Много подобных тайн и загадок встретит тот, кто внимательно всмотрится в историю человечества. В ней слово «милосердие» удивительным образом сплетается со словом «месть», слово «ближний» со словом «враг». История часто являла миру людей, которые одной рукой сострадательно исцеляют человеческие раны, а другой разжигают огненные костры и вертят колеса пыток… Чем объяснить тайны и загадки этих широких сердец и пламенных умов, так ужасно раздвоенных и сбившихся с пути? О читатель! Если бы на земле не существовало той силы, которая гонит умы и сердца людей на путь ужасных заблуждений, раввин Исаак Тодрос был бы, может быть, великим человеком…
Будем справедливы! Равви Исаак Тодрос, наверное, был бы великим человеком, если бы никогда не существовало тех, кто, пользуясь огнем, пыткой и… презрением, которое в сто раз еще мучительнее огня и пытки, создал для его народа, вплоть до уходящих в далекое будущее поколений, тесное, темное, полное тревоги и ненависти, нравственное и умственное гетто!
Солнце зашло, и на землю спустились вечерние сумерки. Большой двор синагоги кишел черной густой рокочущей толпой — она бурлила и кипела…

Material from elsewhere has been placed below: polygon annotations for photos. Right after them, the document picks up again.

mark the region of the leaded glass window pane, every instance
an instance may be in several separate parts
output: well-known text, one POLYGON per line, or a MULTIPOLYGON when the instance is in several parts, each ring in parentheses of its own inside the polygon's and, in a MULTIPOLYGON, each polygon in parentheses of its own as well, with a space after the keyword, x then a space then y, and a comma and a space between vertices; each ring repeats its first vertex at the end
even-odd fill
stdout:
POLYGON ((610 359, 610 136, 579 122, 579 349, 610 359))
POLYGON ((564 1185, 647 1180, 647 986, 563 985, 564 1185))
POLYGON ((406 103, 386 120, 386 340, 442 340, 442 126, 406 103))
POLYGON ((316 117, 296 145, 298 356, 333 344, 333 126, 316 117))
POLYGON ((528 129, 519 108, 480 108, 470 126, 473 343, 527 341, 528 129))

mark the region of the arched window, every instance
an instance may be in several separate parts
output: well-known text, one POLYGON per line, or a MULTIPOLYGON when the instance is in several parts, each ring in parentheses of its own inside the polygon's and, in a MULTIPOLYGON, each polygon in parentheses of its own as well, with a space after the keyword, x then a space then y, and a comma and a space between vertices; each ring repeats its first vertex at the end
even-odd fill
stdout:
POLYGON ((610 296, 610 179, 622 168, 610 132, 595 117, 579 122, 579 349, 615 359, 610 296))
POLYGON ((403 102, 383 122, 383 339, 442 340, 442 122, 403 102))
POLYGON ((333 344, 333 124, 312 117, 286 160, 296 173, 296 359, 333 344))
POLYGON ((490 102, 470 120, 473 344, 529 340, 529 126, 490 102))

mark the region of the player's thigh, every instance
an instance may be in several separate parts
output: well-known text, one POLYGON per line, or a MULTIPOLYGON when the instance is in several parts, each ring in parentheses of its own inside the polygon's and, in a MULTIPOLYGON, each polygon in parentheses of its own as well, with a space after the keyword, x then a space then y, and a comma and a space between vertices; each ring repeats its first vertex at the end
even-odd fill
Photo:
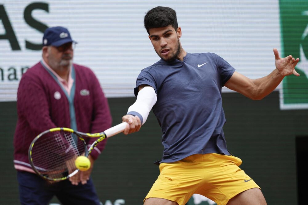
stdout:
POLYGON ((148 198, 145 200, 144 205, 178 205, 175 201, 161 198, 148 198))
POLYGON ((238 166, 239 158, 212 153, 206 155, 204 174, 208 175, 206 183, 197 189, 196 193, 203 195, 218 204, 225 204, 231 199, 245 190, 260 188, 253 180, 238 166))
POLYGON ((35 174, 18 171, 17 180, 21 204, 47 204, 54 196, 48 188, 51 185, 35 174))
POLYGON ((240 193, 230 199, 227 205, 266 205, 265 199, 260 189, 253 188, 240 193))
POLYGON ((160 174, 144 200, 161 198, 184 204, 203 179, 201 163, 195 162, 198 157, 195 155, 173 163, 161 163, 160 174))

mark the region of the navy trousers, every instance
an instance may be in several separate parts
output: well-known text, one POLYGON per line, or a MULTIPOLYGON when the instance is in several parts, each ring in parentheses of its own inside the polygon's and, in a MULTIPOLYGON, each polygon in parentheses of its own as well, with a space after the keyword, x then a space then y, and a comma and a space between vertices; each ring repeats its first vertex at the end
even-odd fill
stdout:
POLYGON ((72 185, 68 180, 51 183, 36 175, 17 171, 21 204, 45 205, 55 196, 63 205, 100 205, 92 180, 86 184, 72 185))

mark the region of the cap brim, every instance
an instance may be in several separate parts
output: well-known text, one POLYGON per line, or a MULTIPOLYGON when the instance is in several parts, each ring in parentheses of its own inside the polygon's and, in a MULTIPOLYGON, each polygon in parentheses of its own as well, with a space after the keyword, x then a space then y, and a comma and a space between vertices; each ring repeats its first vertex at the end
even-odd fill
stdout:
POLYGON ((60 41, 56 41, 56 42, 54 42, 52 43, 51 43, 51 45, 52 46, 54 46, 58 47, 58 46, 62 46, 63 44, 71 42, 74 42, 75 43, 77 43, 77 42, 75 41, 73 41, 71 39, 66 38, 66 39, 62 39, 62 40, 60 40, 60 41))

Внутри бет-га-мидраш тоже чернел от собравшегося народа. Там виднелись головы старцев и русые кудри детей, длинные бороды, черные, как вороново крыло, светлые, как лен, и огненные, как отполированная медь. Головы эти двигались и волновались, шеи вытягивались, бороды поднимались, глаза горели любопытством и жаждой впечатлений. Все происходило в полумраке. Огромный зал бет-га-мидраша был освещен только одной лампочкой, висевшей у входных дверей, и одной сальной свечкой, горевшей в медном подсвечнике на столе из простого дерева, за которым возле самой стены, высокой и голой, стоял деревянный стул. Это было место, с которого обыкновенно обращались к народу все, кто хотел ему что-нибудь сказать. У еврейского народа каждый человек, от наиболее почитаемого и старца до самого незначительного и молодого, имеет право голоса, и бет-га-мидраш — сохранившийся след высокодемократического духа, которым были проникнуты когда-то древние учреждения еврейского народа. Каждый, кто только происходит из дома Израиля, имеет право входить в эти стены, молиться, читать, говорить и поучать.

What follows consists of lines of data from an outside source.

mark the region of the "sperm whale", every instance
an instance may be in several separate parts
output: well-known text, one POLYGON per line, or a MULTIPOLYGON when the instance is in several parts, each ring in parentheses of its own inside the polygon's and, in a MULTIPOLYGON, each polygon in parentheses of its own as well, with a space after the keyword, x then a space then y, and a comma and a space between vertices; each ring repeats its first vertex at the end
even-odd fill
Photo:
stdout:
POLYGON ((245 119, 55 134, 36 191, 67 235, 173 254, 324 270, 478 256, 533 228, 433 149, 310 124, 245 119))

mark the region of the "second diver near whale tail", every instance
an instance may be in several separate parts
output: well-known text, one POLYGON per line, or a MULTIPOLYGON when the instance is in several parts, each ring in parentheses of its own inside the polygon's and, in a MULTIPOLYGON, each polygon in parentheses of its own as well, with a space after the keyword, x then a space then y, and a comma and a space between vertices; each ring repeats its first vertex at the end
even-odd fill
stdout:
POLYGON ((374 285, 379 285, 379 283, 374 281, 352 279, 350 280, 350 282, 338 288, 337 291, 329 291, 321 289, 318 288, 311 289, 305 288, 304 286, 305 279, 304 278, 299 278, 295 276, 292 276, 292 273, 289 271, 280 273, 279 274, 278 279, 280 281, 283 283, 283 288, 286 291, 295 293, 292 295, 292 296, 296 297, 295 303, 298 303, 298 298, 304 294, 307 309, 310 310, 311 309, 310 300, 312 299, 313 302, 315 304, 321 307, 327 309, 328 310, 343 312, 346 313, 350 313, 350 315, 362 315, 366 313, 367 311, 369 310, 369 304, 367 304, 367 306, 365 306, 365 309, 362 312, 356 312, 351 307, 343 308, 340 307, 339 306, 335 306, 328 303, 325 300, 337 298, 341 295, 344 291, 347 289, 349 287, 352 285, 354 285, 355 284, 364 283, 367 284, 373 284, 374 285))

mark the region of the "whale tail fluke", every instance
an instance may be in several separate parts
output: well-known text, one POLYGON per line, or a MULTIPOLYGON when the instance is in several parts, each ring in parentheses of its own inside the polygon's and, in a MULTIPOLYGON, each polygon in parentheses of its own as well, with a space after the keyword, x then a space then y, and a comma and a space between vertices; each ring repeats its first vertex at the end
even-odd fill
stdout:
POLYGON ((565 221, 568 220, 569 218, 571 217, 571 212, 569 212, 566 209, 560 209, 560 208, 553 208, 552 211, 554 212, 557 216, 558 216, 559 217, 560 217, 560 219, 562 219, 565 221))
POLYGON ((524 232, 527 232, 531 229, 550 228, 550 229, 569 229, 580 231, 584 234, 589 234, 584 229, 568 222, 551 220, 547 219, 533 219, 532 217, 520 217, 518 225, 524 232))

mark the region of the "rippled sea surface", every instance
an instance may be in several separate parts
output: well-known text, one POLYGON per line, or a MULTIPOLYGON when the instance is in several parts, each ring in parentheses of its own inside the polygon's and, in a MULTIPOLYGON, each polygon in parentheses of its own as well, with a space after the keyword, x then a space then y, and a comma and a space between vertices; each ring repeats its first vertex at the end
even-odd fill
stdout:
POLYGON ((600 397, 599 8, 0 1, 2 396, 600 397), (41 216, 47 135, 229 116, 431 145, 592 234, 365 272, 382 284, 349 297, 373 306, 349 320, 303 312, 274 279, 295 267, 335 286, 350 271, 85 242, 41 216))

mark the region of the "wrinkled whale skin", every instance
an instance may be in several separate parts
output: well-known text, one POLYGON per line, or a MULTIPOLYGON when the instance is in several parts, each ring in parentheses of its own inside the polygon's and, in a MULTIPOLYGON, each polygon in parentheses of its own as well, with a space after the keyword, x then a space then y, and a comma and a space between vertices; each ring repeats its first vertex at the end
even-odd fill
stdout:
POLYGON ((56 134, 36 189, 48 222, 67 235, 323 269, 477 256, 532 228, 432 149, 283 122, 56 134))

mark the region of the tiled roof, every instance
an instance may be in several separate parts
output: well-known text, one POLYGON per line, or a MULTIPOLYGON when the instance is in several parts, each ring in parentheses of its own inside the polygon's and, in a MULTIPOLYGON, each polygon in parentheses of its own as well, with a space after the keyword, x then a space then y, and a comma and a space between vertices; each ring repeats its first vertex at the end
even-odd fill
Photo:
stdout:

Люди, которые толпились не внутри здания, а возле его стен, часто оглядывались на бет-га-кагал, находившийся напротив. В этом месте заседаний административных и судебных властей общины тоже засветились тусклые и скупые огоньки. Над входными дверями была зажжена лампочка, а на длинном столе, неясно темневшем за большими стеклами окон, было поставлено несколько желтых коптящих свечей. Немного погодя на крыльцо бет-га-кагала стали всходить люди, хорошо известные всему шибовскому населению и пользовавшиеся среди него глубоким уважением. Поодиночке или по-двое стекались сюда судьи общины, совсем седые или седеющие мужи, почтенные отцы многочисленных семейств, состоятельные купцы или собственники владений в черте города. Их полагалось двенадцать; но на этот раз насчитали всего одиннадцать. Двенадцатым дайоном в Шибове был Рафаил Эзофович. В толпе зашептали, что дядя обвиняемого не может быть в числе судей; некоторые говорили, что он и сам не захотел. За дайонами показались кагальные. Среди них был морейне Кальман, появившийся с руками в карманах своего атласного кафтана и с вечной улыбкой сладкого блаженства на лице; был и Камионкер, лицо которого пожелтело и осунулось за последние дни; в его взгляде мелькали тревожные и острые огоньки, как у человека, которому грозит опасность. Последним появился Исаак Тодрос. Незаметно выйдя из низких дверей своей избушки, тщедушный, сгорбленный, он проскользнул в тени стен, окружавших двор, так быстро и тихо, что из толпы почти никто его не заметил.